Паренек появился в сиянии июньского солнца в ту минуту, когда Мики, загоравшая на крохотном галечном пляже у подножья мыса, закрыла журнал. Сперва он показался ей великаном в белой рубашке и линялых полотняных брюках, потому что возвышался прямо над ней. Но вскоре она поняла, что он совсем не высокий, скорее даже маленький, но зато очень хорош собой: большие темные глаза, прямой нос, пухлые девичьи губы и необычно прямая осанка – руки в карманах, плечи развернуты.
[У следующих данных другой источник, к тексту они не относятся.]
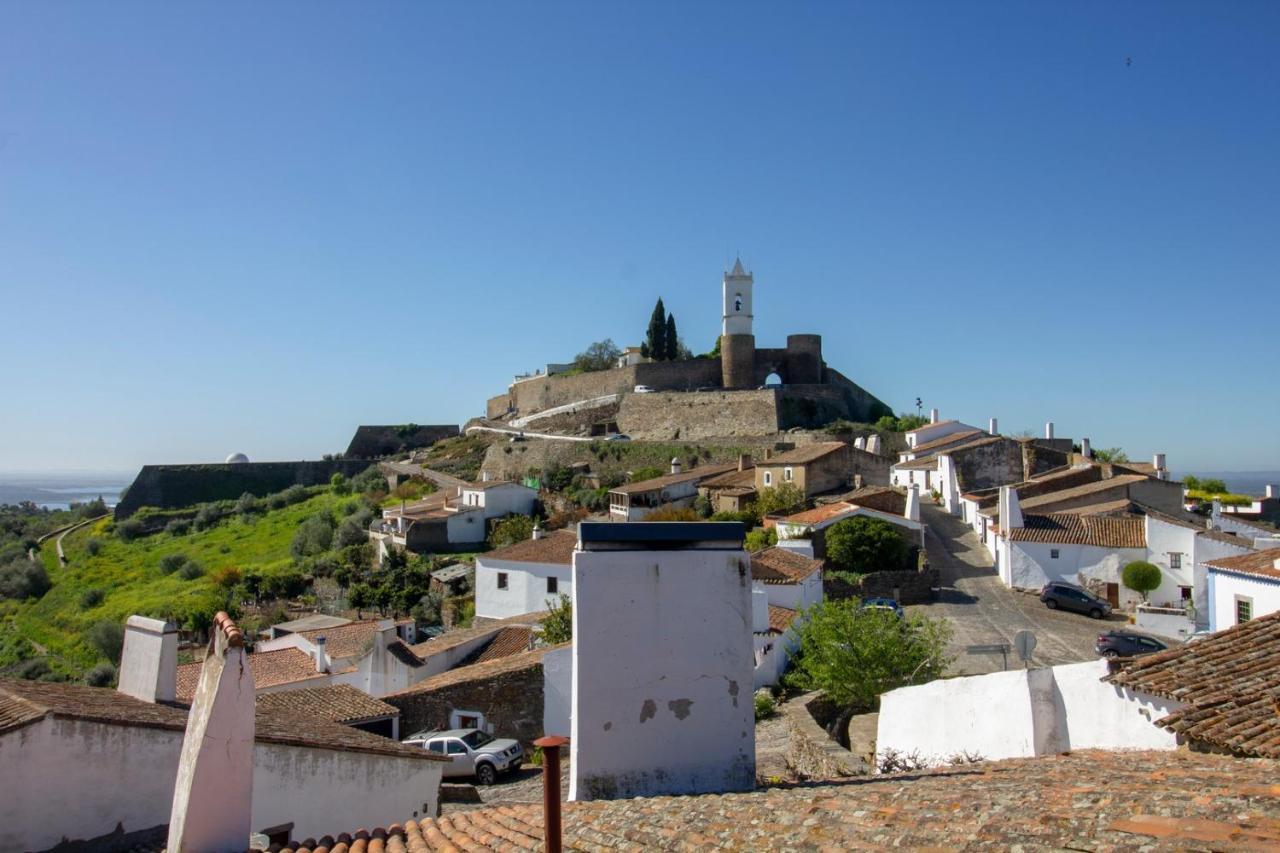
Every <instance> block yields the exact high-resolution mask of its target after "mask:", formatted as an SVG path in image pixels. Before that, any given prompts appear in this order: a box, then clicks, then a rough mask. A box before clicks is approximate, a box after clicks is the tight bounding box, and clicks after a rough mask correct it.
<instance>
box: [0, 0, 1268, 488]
mask: <svg viewBox="0 0 1280 853" xmlns="http://www.w3.org/2000/svg"><path fill="white" fill-rule="evenodd" d="M1276 45H1280V4H1275V3H1263V1H1260V3H1196V4H1179V3H1009V4H975V3H963V4H957V3H940V4H919V3H908V4H904V3H893V4H888V3H884V4H874V5H873V4H782V3H767V4H740V3H735V4H724V5H713V4H703V3H698V4H687V3H680V4H675V3H673V4H657V3H643V4H641V3H635V4H614V3H604V4H600V3H582V4H573V5H548V4H543V3H536V4H534V3H509V4H453V5H440V4H421V3H407V4H337V3H298V4H288V3H273V4H234V3H230V4H229V3H219V4H186V3H183V4H168V3H164V4H161V3H156V4H128V3H124V4H122V3H113V4H102V3H92V4H91V3H37V1H35V0H28V1H24V3H14V1H12V0H9V1H6V3H4V4H3V5H0V297H3V300H0V309H3V310H0V315H3V320H4V321H3V332H0V357H3V364H4V369H3V373H0V398H3V401H4V402H3V416H0V470H5V469H26V470H31V469H76V467H79V469H132V467H134V466H137V465H141V464H143V462H179V461H209V460H221V459H223V456H225V455H227V453H228V452H230V451H243V452H246V453H248V455H250V456H251V457H252V459H256V460H271V459H301V457H317V456H319V455H320V453H323V452H328V451H338V450H342V448H343V447H344V446H346V443H347V441H348V438H349V434H351V432H352V429H353V428H355V427H356V424H360V423H403V421H417V423H439V421H462V420H465V419H466V418H468V416H471V415H475V414H480V411H481V409H483V402H484V400H485V397H488V396H492V394H494V393H499V392H500V391H503V389H504V387H506V384H507V383H508V382H509V379H511V377H512V374H515V373H516V371H520V370H526V369H532V368H535V366H540V365H543V364H545V362H548V361H563V360H568V359H571V357H572V356H573V353H575V352H577V351H580V350H581V348H582V347H585V346H586V345H588V343H589V342H591V341H595V339H599V338H605V337H611V338H613V339H614V341H616V342H618V343H620V345H627V343H639V341H640V337H641V334H643V330H644V327H645V323H646V320H648V316H649V311H650V309H652V306H653V301H654V298H655V297H657V296H659V295H660V296H663V297H664V300H666V302H667V306H668V307H669V309H671V310H673V311H675V314H676V318H677V321H678V324H680V329H681V332H682V334H684V337H685V338H686V339H687V342H689V345H690V346H691V347H692V348H694V350H695V351H704V350H707V348H709V347H710V345H712V343H713V341H714V338H716V336H717V334H718V321H719V292H718V289H719V278H721V274H722V270H723V268H724V265H726V263H731V261H732V256H733V252H735V251H740V252H741V255H742V259H744V261H745V263H746V264H748V266H749V268H751V269H753V270H754V273H755V280H756V306H755V311H756V338H758V341H759V343H760V345H762V346H781V345H782V342H783V339H785V336H786V334H787V333H788V332H814V333H819V334H822V336H823V339H824V347H826V356H827V361H828V362H829V364H832V365H833V366H836V368H838V369H840V370H842V371H844V373H845V374H846V375H849V377H851V378H854V379H855V380H858V382H859V383H861V384H864V386H865V387H867V388H868V389H870V391H873V392H874V393H877V394H878V396H881V397H882V398H884V400H886V401H887V402H890V403H891V405H892V406H893V407H895V409H897V410H906V409H913V410H914V400H915V397H916V396H920V397H923V398H924V401H925V407H928V406H937V407H940V409H941V410H942V411H943V414H945V415H946V416H955V418H961V419H965V420H969V421H970V423H975V424H986V419H987V418H988V416H991V415H997V416H998V418H1000V421H1001V427H1002V428H1004V429H1005V430H1006V432H1014V430H1020V429H1034V430H1037V432H1038V430H1039V429H1042V425H1043V423H1044V420H1047V419H1052V420H1053V421H1056V424H1057V430H1059V434H1060V435H1071V437H1079V435H1088V437H1091V438H1092V439H1093V442H1094V446H1097V447H1105V446H1123V447H1124V448H1126V450H1128V451H1129V452H1130V455H1133V456H1138V457H1146V456H1148V455H1149V453H1151V452H1152V451H1165V452H1167V453H1169V460H1170V465H1171V466H1172V467H1174V469H1175V470H1187V469H1197V467H1199V469H1257V467H1272V469H1275V467H1280V442H1277V441H1276V427H1275V424H1276V423H1280V394H1276V393H1275V392H1274V383H1275V364H1276V318H1277V309H1280V295H1277V269H1280V215H1277V214H1280V50H1277V47H1276ZM1126 58H1132V64H1126Z"/></svg>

Мики и До жили на вилле на мысе Кадэ уже две или три недели. В тот день Мики пришла на пляж одна: До взяла машину и поехала в Ла-Сьота купить в местном магазине какую-то ерунду – то ли брюки, которые они видели вместе и Мики сочла их ужасными, то ли розовые серьги, не менее отвратительные. Во всяком случае, именно так Мики рассказывала позднее тому парню.
Он подошел бесшумно, даже гравий не зашуршал под ногами. Он был худощав и двигался с вкрадчивой кошачьей грацией.
Мики подняла на лоб солнечные очки, чтобы лучше его разглядеть. Она села, прижимая к груди расстегнутый верх от купальника. Без всякого южного акцента юноша спросил, верно ли, что ее зовут Мики. Потом, не дожидаясь ответа, сел рядом, слегка повернувшись в ее сторону с таким невероятным изяществом, словно был профессиональным гимнастом. Она официальным тоном заявила, что это частный пляж и она будет весьма признательна, если он отчалит.